Acórdão nº 235/19.2BGABT-A.E1 de Tribunal da Relação de Évora, 08 de Junho de 2021
Magistrado Responsável | MOREIRA DAS NEVES |
Data da Resolução | 08 de Junho de 2021 |
Emissor | Tribunal da Relação de Évora |
Acordam, em conferência, os Juízes que constituem a Secção Criminal do Tribunal da Relação de Évora: I – Relatório 1. No Juízo Local Criminal de Abrantes, do Tribunal Judicial da comarca de Santarém, procedeu-se a julgamento em processo comum VMSA, com os sinais dos autos, a quem foi imputada a prática, como autor, de um crime de violência doméstica previsto no artigo 152.º, § 1.º e 2.º do Código Penal (CP), com referência aos § 4.º e 5.º do mesmo retábulo
O arguido não apresentou contestação nem meios de prova
A final o tribunal proferiu sentença, na qual condenou o arguido pela prática de um crime de violência doméstica, na pena de 3 anos de prisão e nas penas acessórias de proibição de contactos com a vítima e obrigação de frequentar programas específicos de prevenção da violência doméstica (§ 4.º e 5.º do artigo 152.º CP), mais arbitrando, nos termos previstos nos artigos 21.º da Lei n.º 112/2009, de 16 de setembro e 82.º-A do Código de Processo penal (CPP), uma indemnização à vítima, que fixou em 3 000€, a liquidar em prazos ali concretamente determinados
Na sentença o tribunal entendeu rever a situação coativa do arguido, o qual até então se encontrava sujeito às obrigações do Termo de Identidade e Residência (TIR).
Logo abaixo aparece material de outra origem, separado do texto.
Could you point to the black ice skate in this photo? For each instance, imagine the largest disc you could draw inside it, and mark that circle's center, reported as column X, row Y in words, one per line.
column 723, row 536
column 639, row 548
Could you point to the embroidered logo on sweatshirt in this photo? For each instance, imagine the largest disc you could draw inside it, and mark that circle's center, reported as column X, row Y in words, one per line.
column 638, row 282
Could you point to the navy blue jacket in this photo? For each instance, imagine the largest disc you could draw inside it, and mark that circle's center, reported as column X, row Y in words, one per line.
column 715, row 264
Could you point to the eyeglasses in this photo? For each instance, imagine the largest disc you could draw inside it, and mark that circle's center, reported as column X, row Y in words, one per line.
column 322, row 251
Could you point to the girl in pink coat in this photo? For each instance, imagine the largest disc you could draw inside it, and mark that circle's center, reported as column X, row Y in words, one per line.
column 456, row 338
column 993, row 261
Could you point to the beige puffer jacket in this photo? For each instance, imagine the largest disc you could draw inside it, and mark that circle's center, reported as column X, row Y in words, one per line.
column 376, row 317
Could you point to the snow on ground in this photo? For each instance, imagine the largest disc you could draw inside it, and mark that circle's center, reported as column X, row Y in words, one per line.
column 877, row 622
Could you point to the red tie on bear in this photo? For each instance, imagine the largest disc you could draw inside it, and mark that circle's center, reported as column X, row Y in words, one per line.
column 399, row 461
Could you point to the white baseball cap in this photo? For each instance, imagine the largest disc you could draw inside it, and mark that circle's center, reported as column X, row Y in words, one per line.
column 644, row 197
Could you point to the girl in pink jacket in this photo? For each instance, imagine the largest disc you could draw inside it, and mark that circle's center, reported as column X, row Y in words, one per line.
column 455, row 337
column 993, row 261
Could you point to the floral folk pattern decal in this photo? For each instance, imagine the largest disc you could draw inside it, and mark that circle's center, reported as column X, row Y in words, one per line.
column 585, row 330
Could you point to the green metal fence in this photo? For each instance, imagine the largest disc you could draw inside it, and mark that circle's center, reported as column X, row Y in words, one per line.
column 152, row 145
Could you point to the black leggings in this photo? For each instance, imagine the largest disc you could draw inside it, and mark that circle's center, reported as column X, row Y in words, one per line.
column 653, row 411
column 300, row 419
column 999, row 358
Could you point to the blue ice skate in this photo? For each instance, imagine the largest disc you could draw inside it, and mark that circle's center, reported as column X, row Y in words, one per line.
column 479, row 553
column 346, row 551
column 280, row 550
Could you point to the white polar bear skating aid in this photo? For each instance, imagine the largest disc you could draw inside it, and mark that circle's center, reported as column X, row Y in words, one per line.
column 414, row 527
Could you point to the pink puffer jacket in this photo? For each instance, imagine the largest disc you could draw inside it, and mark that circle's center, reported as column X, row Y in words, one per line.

Ali logo se determinou a sua sujeição a prisão preventiva, por se considerar emergirem perigos de fuga, de continuação da atividade criminosa e de perturbação grave da ordem e tranquilidade públicas
Na sessão de audiência marcada para a leitura da sentença, após a realização desta, o tribunal deu a palavra ao Ministério Público e ao arguido para se pronunciarem «sobre a eventual aplicação de prisão preventiva, nos termos do disposto no artigo 202.º, § 1.º, al. d) CPP», a que se seguiu despacho a determinar (outra vez) a prisão preventiva, com fundamento no perigo de fuga, perigo de continuação da atividade criminosa e perigo de perturbação grave da ordem e tranquilidade públicas! 2. Inconformado com a medida de coação aplicada nestas circunstâncias recorre o arguido (1), apresentando as seguintes conclusões (transcrição): «1.ª O tribunal ao quo procedeu à alteração da medida de coação aplicada ao arguido de TIR, substituindo-a por uma medida de prisão preventiva, nos termos do artigo 204.º do CPP, com base nas alíneas a) e b)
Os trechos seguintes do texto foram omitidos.